For many Nigerian voters across the country, Shettima should be what they term ‘a person of interest’. His name has consistently been identified with disturbing circumstances. His utterances have always betrayed his troubling mindset. Instructively, he has never attempted to distance himself from these.

The scourge of Boko Haram remains a burden like no other for Nigeria. With Boko Haram, Nigeria found itself in the suffocating grip of terrorism. The cost in lives, material loss and environmental devastation brought upon the country by Boko Haram can never be quantified. While the very origin of that scourge depends on the source of the chilling account available to anyone, Shettima as governor of Borno State at the critical point in the evolution of the terrorist group is yet to tell the country what he did or did not do in response to the malignancy. So many stories abound.

In those heady days, too, Goodluck Jonathan of the Peoples Democratic Party (PDP) was President.
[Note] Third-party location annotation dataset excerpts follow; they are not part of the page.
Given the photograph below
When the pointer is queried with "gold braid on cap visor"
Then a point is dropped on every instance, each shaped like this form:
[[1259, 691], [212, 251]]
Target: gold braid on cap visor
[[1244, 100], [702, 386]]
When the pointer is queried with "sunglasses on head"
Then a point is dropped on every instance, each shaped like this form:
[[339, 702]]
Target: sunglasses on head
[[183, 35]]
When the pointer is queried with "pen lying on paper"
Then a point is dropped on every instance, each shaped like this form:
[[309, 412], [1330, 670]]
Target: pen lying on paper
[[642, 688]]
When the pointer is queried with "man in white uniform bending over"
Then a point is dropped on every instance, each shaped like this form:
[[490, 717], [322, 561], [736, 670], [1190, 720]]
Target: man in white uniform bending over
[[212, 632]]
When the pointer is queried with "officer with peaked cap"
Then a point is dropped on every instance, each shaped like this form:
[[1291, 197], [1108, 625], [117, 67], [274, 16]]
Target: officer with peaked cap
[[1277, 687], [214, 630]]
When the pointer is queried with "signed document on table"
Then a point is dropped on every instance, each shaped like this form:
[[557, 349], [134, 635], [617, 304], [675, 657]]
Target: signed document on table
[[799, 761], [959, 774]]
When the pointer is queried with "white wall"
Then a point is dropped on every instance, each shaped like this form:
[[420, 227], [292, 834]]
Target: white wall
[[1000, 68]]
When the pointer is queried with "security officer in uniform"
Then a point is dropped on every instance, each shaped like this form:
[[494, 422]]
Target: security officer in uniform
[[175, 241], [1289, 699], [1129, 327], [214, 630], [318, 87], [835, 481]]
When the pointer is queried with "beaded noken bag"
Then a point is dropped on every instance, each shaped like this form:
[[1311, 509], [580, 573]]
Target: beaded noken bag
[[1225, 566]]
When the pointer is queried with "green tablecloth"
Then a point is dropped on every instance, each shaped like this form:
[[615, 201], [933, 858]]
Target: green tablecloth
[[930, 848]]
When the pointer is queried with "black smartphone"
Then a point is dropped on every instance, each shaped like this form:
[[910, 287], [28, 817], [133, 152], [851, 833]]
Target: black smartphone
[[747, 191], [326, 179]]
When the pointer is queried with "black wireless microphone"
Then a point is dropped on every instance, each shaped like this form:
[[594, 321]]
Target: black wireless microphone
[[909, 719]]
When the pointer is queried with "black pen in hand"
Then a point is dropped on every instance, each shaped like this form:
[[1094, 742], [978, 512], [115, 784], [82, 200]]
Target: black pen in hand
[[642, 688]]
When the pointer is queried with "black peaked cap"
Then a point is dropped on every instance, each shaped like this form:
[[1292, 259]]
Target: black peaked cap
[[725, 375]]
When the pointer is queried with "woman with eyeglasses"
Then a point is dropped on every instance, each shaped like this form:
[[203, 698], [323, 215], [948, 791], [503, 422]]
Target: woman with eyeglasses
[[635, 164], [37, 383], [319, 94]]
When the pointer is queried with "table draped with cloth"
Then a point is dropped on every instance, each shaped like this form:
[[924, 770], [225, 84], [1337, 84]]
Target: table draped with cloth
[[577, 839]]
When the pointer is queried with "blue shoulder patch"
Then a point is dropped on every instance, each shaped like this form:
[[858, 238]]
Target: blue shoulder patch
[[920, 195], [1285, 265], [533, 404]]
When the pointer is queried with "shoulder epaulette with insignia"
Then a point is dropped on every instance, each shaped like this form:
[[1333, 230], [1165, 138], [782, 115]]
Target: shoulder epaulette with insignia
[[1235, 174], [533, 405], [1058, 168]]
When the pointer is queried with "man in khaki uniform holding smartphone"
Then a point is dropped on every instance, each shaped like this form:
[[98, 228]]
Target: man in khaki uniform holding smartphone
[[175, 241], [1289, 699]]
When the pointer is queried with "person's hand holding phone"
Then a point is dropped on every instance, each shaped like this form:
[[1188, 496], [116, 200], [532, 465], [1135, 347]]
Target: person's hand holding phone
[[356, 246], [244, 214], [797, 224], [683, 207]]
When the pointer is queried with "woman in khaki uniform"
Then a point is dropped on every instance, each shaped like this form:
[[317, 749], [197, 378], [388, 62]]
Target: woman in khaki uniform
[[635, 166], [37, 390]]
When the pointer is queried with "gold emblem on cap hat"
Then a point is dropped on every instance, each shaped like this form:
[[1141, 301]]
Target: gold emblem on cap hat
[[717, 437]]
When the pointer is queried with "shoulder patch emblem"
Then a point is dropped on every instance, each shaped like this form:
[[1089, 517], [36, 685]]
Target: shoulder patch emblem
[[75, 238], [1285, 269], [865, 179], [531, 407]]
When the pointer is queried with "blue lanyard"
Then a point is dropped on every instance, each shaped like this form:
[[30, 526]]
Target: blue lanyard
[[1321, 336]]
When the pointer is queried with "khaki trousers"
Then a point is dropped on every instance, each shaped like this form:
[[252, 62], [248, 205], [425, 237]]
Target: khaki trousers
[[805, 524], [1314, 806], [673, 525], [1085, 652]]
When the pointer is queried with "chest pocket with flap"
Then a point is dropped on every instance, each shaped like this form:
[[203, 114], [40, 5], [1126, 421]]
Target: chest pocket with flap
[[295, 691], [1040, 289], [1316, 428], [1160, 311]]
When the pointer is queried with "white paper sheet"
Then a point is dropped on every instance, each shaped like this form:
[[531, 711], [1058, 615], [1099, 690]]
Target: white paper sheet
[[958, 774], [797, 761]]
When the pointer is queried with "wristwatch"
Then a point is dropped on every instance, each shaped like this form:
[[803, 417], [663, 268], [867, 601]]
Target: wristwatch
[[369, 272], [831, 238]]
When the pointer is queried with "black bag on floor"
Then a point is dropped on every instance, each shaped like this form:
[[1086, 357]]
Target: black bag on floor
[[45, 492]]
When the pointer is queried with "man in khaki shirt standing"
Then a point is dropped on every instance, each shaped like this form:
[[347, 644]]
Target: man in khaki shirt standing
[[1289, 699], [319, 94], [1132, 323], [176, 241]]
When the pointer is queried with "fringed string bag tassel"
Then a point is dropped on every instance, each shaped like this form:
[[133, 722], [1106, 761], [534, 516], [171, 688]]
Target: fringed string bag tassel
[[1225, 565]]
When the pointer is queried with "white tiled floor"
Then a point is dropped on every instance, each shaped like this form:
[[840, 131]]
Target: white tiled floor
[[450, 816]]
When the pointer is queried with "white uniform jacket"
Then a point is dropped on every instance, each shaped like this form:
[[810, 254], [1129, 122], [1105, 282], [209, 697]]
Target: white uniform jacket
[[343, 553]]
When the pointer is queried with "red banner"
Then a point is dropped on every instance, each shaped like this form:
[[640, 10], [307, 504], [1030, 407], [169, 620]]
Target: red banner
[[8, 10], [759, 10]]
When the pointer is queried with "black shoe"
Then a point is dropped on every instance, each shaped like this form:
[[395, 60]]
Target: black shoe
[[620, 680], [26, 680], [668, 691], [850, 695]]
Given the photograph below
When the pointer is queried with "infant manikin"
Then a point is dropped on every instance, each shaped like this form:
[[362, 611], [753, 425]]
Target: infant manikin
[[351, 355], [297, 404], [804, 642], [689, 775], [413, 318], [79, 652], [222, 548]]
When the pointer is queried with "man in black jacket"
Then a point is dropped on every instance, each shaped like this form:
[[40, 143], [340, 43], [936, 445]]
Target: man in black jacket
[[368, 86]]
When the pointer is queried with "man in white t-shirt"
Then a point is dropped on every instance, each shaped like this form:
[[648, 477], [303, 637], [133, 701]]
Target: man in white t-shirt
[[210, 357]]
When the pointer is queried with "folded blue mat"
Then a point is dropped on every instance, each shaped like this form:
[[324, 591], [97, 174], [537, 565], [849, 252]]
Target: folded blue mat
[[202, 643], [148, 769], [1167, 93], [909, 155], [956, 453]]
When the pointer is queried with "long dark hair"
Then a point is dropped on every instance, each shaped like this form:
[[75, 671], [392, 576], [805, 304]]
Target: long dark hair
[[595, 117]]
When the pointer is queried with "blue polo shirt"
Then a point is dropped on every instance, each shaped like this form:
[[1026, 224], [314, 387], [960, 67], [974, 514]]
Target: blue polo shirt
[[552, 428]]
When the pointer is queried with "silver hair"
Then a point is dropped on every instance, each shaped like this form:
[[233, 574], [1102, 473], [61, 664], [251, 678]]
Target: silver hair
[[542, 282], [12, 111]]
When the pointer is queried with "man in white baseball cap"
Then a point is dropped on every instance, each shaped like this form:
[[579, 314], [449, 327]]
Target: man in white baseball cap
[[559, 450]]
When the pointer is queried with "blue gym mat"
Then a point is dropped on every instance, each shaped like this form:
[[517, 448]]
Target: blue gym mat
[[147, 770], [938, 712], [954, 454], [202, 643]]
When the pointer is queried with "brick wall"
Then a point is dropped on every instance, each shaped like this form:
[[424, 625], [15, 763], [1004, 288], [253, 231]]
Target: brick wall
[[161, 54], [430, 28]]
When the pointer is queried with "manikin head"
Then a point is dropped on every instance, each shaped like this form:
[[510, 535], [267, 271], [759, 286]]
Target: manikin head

His government’s initiatives to combat Boko Haram were curiously seen in top quarters of the opposition APC as fighting the North. Shettima’s summary flouting of the President’s directive on securing schools around the Chibok area of Borno State, based on intelligence report, led eventually to the infamy of the kidnap of the girls from the Girls Secondary School, Chibok. The world was traumatized and Jonathan’s government carried the can. Till date, Shettima has shown neither remorse nor offered apologies for what transpired at Chibok. Some of those girls who were recently rescued came home with two, three children each, offspring of the damned.

This Shettima is still the same person captured on a viral recorded telephone conversation with Ibikunle Amusun, former governor of Ogun State, where Shettima expressed in a very cold tone, how he wished Jonathan did not accept his defeat at the 2015 election, so that mayhem will be visited on him and his people. He proceeded in the same conversation, to spill shocking level of bile and hate on the Igbo, for no apparent reason than their support for President Jonathan. Shettima is yet to publicly repudiate these reports.

Shettima’s recommendation of the ruthlessness of Sani Abacha should not strike anyone who has followed his antecedent as a surprise. That is who he is.

Nothing that is known till this moment of Kashim Shettima is inspiring or indicative of the type of an accommodating personality needed to heal a fractured Nigeria. Whatever those who have taken up the task of marketing Kashim Shettima may present him as, Nigerians simply need to read the bold inscription on him; buyer beware.